CES 2018: Lenovo Mirage Solo is what future VR headsets could be
The next stage of evolution in VR (virtual reality) includes headsets which are not tied to any smartphone, console or PC and do not require a separate set of sensors to track movements. They work independently and have their own processor, battery, screen and even speakers. At the ongoing CES 2018 in Las Vegas, Lenovo unveiled a new VR headset, called Mirage Solo, which supports Google’s Daydream platform for VR. Which means users will be able to access the same content available on the Daydream View headset for Android smartphones.
Mirage Solo is the first VR headset which works without involving PCs or laptops. Oculus Go, which costs $199 and will be available sometime in 2018, works on similar lines but with a different platform and relies on the Oculus store for content. Google is also working on a standalone version of Daydream View, but we don’t know its specifics yet.

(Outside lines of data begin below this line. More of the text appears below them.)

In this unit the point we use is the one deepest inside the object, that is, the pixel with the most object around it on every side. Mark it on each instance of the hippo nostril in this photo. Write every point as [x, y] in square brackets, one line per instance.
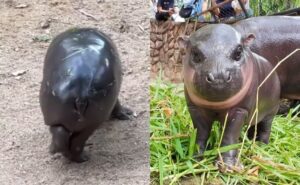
[210, 78]
[229, 78]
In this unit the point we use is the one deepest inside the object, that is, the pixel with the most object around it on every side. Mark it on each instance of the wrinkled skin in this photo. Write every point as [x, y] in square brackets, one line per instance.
[79, 90]
[221, 75]
[276, 37]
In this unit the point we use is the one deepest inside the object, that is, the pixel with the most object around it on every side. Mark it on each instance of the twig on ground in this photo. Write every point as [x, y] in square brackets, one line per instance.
[88, 15]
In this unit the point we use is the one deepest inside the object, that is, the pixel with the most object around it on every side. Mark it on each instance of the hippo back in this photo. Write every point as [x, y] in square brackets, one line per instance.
[82, 77]
[277, 37]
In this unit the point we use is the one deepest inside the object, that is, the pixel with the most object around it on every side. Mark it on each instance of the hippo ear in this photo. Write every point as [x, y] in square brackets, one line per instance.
[183, 41]
[247, 41]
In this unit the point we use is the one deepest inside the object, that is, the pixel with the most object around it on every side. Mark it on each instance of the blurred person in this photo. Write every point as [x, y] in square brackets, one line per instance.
[165, 9]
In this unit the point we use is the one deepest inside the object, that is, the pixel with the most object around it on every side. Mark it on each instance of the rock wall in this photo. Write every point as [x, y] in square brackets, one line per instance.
[164, 51]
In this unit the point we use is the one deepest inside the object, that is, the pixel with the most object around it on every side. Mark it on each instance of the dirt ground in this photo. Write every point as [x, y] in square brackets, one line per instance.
[119, 152]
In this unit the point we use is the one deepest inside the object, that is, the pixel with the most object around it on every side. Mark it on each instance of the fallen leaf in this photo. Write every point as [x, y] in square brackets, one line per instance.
[19, 72]
[20, 6]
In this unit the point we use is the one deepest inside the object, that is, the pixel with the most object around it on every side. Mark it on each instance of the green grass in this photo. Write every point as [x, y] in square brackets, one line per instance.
[173, 148]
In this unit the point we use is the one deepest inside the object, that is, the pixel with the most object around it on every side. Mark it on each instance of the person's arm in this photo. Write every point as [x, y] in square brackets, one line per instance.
[216, 11]
[171, 8]
[159, 7]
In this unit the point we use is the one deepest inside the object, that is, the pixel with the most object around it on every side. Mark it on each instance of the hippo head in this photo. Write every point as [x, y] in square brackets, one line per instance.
[217, 64]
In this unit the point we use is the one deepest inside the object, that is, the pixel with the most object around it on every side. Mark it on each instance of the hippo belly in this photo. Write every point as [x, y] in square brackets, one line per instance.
[80, 88]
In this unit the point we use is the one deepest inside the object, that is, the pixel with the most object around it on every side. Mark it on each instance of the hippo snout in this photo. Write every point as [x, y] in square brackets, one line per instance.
[218, 78]
[217, 85]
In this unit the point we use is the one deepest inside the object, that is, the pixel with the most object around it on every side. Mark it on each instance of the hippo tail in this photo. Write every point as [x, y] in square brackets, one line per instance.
[81, 105]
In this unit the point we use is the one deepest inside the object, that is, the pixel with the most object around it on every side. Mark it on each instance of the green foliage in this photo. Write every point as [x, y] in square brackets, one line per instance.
[173, 147]
[267, 7]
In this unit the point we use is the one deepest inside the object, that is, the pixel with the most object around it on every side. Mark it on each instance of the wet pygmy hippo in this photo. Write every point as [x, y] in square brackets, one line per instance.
[223, 67]
[80, 87]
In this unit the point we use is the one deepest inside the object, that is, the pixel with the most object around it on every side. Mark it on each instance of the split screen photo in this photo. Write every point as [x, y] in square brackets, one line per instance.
[149, 92]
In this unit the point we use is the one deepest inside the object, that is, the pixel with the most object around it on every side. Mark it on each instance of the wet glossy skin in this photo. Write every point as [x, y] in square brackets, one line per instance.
[80, 86]
[236, 96]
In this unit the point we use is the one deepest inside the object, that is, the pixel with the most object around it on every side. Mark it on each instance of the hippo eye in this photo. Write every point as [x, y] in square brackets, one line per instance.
[197, 56]
[237, 54]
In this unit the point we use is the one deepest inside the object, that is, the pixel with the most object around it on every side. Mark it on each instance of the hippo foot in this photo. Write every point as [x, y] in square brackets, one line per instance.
[53, 149]
[229, 165]
[123, 113]
[79, 158]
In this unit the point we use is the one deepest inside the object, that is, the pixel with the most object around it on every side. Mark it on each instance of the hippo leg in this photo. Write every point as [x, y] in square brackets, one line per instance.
[231, 135]
[60, 139]
[120, 112]
[202, 125]
[77, 143]
[263, 130]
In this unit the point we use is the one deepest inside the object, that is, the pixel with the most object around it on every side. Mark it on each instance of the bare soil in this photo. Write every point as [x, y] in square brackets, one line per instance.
[119, 152]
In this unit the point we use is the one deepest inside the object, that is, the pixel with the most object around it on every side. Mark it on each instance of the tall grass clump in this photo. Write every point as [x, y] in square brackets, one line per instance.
[173, 148]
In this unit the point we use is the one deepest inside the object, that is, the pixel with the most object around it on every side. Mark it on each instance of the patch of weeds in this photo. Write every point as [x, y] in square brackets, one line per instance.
[173, 147]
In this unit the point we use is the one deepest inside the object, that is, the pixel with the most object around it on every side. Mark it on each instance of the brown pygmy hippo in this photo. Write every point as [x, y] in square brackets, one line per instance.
[222, 74]
[80, 87]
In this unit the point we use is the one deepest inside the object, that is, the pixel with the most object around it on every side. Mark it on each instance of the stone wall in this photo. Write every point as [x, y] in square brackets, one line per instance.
[164, 51]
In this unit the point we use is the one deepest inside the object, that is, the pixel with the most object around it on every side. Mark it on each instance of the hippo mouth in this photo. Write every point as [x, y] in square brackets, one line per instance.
[218, 91]
[218, 97]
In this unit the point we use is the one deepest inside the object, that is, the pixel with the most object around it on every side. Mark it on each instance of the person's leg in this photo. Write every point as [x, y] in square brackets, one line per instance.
[162, 16]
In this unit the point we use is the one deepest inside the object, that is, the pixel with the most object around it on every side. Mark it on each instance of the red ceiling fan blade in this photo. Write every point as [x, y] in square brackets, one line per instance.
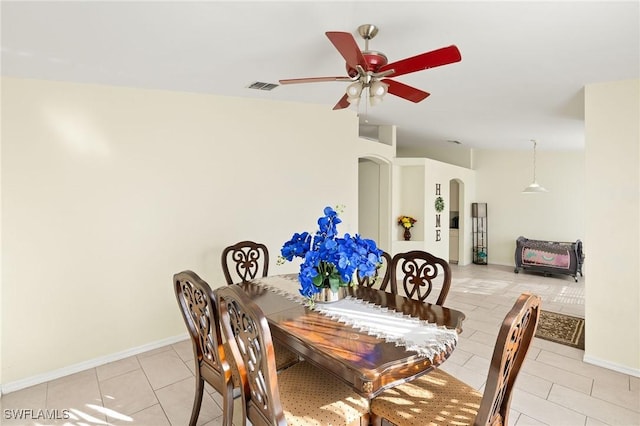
[435, 58]
[407, 92]
[342, 103]
[348, 48]
[313, 80]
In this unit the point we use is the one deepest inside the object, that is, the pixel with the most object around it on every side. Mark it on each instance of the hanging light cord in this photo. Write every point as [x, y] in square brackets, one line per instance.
[534, 159]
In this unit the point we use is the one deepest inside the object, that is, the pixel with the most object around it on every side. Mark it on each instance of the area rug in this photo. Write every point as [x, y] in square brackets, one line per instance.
[560, 328]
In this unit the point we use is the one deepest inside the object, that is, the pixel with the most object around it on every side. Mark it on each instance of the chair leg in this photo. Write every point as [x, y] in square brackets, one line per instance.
[197, 401]
[227, 406]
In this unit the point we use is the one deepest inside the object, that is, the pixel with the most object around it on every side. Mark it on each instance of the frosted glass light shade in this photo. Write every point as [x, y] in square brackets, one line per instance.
[534, 188]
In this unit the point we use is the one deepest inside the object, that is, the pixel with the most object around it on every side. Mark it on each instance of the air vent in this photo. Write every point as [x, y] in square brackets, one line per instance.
[259, 85]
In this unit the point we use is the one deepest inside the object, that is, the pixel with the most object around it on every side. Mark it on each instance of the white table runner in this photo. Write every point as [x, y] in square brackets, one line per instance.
[425, 338]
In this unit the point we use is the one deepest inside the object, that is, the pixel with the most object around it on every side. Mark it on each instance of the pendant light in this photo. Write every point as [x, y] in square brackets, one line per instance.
[534, 188]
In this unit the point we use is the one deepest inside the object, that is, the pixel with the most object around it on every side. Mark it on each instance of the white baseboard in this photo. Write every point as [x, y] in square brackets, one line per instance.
[6, 388]
[611, 366]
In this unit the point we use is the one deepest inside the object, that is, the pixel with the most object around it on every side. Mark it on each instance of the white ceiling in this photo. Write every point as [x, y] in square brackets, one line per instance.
[524, 64]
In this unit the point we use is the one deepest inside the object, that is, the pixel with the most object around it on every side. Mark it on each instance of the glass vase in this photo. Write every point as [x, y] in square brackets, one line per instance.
[326, 295]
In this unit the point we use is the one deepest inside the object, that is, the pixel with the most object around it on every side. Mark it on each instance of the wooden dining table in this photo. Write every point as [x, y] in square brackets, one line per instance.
[368, 362]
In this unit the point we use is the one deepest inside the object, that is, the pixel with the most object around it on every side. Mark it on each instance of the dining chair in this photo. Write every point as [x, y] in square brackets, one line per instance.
[381, 277]
[299, 395]
[439, 398]
[420, 272]
[244, 261]
[199, 311]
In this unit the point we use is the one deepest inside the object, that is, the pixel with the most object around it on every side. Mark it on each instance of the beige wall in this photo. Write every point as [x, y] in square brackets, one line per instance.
[612, 197]
[556, 216]
[414, 187]
[107, 192]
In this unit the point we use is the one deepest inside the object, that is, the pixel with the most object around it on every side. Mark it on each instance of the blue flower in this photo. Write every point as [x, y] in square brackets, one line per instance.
[330, 261]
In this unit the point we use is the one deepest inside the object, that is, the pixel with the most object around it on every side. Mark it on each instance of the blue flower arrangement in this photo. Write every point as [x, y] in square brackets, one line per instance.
[330, 261]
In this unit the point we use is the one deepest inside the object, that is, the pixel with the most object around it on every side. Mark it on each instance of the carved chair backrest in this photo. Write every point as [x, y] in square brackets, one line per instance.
[248, 340]
[247, 260]
[199, 311]
[420, 272]
[512, 344]
[381, 278]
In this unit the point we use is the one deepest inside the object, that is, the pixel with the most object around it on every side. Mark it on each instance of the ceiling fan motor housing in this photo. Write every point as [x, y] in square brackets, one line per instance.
[373, 62]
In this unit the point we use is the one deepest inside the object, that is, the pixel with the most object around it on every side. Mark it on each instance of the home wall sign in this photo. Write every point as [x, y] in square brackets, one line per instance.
[439, 205]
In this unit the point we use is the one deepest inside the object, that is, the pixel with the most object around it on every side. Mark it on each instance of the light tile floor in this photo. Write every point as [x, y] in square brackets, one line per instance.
[554, 388]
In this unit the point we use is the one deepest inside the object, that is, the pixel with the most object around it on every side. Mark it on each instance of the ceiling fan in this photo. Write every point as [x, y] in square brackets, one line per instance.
[368, 69]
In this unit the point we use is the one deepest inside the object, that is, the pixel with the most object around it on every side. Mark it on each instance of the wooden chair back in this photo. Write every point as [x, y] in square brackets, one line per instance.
[244, 261]
[248, 340]
[381, 278]
[200, 313]
[419, 272]
[516, 332]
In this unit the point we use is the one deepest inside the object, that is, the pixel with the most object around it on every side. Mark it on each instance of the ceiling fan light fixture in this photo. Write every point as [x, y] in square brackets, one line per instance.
[378, 88]
[354, 90]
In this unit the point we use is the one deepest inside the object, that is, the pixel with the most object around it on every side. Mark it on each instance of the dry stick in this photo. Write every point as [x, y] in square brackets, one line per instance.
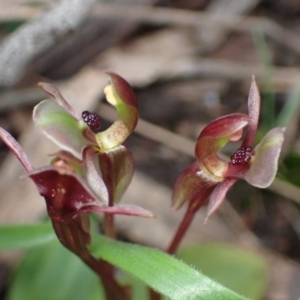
[37, 35]
[167, 16]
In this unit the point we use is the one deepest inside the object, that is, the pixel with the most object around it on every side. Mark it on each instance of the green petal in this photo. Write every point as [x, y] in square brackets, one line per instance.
[121, 96]
[117, 169]
[55, 93]
[264, 163]
[59, 126]
[213, 138]
[15, 147]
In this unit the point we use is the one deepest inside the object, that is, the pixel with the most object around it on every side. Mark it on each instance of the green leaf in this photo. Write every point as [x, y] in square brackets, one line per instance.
[25, 236]
[160, 271]
[235, 268]
[51, 272]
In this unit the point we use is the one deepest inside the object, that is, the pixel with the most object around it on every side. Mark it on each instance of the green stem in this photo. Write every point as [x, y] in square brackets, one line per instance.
[182, 228]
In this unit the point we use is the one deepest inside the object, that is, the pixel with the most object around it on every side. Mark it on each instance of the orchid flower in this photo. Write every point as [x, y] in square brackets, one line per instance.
[211, 177]
[92, 170]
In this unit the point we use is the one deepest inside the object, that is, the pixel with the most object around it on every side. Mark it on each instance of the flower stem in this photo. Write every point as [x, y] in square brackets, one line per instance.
[182, 228]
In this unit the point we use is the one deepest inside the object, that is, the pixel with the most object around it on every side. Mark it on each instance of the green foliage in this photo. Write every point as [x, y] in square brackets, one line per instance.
[24, 236]
[162, 272]
[235, 268]
[51, 272]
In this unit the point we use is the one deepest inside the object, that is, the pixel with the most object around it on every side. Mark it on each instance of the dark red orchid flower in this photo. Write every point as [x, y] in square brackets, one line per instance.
[92, 170]
[211, 177]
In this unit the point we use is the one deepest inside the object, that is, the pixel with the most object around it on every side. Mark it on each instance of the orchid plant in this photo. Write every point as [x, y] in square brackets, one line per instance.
[89, 174]
[93, 168]
[211, 177]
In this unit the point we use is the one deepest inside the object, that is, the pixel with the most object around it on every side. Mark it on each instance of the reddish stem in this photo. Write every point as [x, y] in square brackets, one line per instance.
[182, 228]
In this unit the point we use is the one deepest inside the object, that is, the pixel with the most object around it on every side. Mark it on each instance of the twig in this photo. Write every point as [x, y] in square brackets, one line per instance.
[38, 34]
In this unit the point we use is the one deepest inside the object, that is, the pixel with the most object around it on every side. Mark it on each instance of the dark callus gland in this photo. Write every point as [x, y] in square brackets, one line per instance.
[242, 156]
[92, 120]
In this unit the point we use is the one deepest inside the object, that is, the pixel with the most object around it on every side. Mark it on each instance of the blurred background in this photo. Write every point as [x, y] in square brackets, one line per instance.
[189, 61]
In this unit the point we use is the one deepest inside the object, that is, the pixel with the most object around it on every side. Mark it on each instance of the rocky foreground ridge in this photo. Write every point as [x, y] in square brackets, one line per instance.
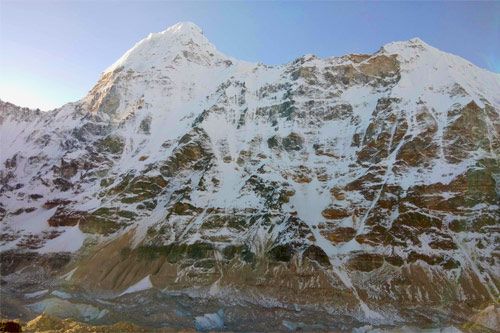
[362, 188]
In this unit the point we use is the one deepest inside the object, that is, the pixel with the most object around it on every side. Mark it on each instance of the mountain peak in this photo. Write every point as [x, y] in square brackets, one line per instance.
[185, 27]
[159, 49]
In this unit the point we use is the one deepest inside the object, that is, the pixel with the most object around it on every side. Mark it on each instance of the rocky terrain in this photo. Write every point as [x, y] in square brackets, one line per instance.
[194, 190]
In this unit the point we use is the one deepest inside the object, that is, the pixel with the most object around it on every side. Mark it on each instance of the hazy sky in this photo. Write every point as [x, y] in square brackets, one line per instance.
[53, 52]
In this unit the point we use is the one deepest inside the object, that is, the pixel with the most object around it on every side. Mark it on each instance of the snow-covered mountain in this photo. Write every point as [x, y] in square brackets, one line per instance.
[366, 185]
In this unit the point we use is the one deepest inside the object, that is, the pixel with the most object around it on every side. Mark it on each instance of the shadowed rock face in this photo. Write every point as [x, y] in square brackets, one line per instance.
[356, 186]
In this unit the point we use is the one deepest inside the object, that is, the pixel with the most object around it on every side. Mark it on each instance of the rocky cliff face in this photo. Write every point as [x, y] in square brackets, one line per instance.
[365, 186]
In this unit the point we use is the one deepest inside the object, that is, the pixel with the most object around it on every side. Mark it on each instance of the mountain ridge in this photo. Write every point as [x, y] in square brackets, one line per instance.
[338, 178]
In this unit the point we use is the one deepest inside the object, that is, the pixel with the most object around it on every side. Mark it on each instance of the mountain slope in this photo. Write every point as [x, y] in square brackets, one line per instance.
[363, 184]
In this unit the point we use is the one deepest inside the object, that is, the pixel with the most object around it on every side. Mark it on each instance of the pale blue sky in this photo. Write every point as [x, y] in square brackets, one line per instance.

The Mirage Solo looks better placed than the Oculus Go as it runs on a more powerful Qualcomm Snapdragon 835 octa-core processor, while the latter runs on Qualcomm Snapdragon 821 quad-core processor. To control and navigate through the Daydream content, Mirage Solo will use a wireless controller which looks and works just like the controller on the Daydream View headset.
The icing on the cake are the built-in sensors powered by World Sense motion-tracking technology. It allows users to move to and fro, lean and dodge for a more interactive VR experience. This option is available in PC-based VR headsets such as HTC Vive but requires separate sensors to be placed at specific locations in the room. Headsets which work with smartphones can only track the movement of head. Mirage Solo comes with built-in battery, which can last up to 7 hours on one charge, according to Lenovo.
Lenovo also claims the headset has been designed with user-comfort in mind. The bands have been designed to ensure the load of the headset is evenly distributed so it won’t feel heavy. Also, the interiors which will come in contact with users’ face and forehead have been lined up with breathable padding.
To help users create their own VR content, Lenovo has also announced a Mirage VR camera which uses its two 13-megapixel fish eye cameras to enhance depth of field and capture the same images at slightly different angles to create a 3D effect. To access the VR content from it, users will have to upload the video on YouTube.
Both Mirage Solo and Mirage camera will be available separately in the US by April 2018. Their prices will be announced later.